The ANDE tooling system performs ultrasonic inspections in a wet, defueled channel. It takes seven to eight hours to process each channel, according to Bruce Power. This ultrasonic testing measures for flaws, channel diameter, wall thickness, sag and pressure tube to calandria tube gap, and also located garter springs. This is used to verify physical integrity of the tube and to help prolong the health of the reactor core.

This is the latest announcement regarding maintenance at Bruce Power in Ontario, Canada. In January, we reported that SNC-Lavalin, along with Aecon Group Inc. and United Engineers & Constructors Inc. were awarded a fuel channel and feeder replacement contract for Bruce Unit 3. The contract is worth more than C$393 million ($310 million). Aecon holds a 55% share in the project, SNC-Lavalin has a 30% share and United Engineers & Constructors holds 15%.

For that job, the work involves modernizing reactor-related components – 480 fuel channels and calandria tubes, 960 end fittings and 980 feeder pipes.
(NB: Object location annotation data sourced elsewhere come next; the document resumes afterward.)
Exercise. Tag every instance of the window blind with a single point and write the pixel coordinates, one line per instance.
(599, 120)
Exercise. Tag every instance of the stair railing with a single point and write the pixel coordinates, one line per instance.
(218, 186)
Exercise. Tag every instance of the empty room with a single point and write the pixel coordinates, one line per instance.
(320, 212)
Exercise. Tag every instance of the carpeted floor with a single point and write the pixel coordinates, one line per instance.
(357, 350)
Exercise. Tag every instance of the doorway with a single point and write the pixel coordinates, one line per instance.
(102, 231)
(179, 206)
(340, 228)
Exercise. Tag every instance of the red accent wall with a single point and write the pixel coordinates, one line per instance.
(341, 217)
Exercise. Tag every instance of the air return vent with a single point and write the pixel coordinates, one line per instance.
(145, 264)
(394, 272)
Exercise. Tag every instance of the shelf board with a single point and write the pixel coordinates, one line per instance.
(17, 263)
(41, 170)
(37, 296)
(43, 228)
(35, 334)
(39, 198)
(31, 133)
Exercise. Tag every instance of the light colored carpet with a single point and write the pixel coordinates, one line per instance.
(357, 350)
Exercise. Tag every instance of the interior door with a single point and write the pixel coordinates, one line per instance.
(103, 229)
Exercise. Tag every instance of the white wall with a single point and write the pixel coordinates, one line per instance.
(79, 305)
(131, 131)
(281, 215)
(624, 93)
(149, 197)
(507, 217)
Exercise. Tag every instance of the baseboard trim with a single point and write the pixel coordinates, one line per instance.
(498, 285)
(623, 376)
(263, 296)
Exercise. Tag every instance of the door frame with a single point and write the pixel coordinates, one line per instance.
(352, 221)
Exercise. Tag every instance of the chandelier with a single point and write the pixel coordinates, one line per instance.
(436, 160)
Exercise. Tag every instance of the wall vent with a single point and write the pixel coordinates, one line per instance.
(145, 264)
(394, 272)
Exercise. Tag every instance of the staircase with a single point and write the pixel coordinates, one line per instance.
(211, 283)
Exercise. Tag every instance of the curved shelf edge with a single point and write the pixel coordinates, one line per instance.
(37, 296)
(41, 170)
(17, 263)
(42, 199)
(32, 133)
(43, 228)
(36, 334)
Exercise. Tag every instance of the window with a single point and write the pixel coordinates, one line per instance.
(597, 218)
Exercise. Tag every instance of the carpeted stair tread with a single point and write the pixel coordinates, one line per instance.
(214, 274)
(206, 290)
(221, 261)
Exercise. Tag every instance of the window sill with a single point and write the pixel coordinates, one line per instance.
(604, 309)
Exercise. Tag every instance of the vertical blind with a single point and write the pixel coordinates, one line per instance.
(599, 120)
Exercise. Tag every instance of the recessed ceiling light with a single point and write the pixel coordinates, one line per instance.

The partners will also be responsible for operations, robotics and employee management and training. Planning is expected to start in conjunction with a scheduled outage at the nuclear station in early 2022, with a project completion target of 2026.

SNC-Lavalin has been performing fuel channel inspections for Bruce Power for more than six years.

“Bruce Power and SNC-Lavalin have a long history of collaboration to ensure that nuclear safety remains paramount as we deliver clean, reliable power to Ontario homes and businesses for the long term,” said Gary Newman, Bruce Power’s Chief Engineer & Senior Vice President, Engineering.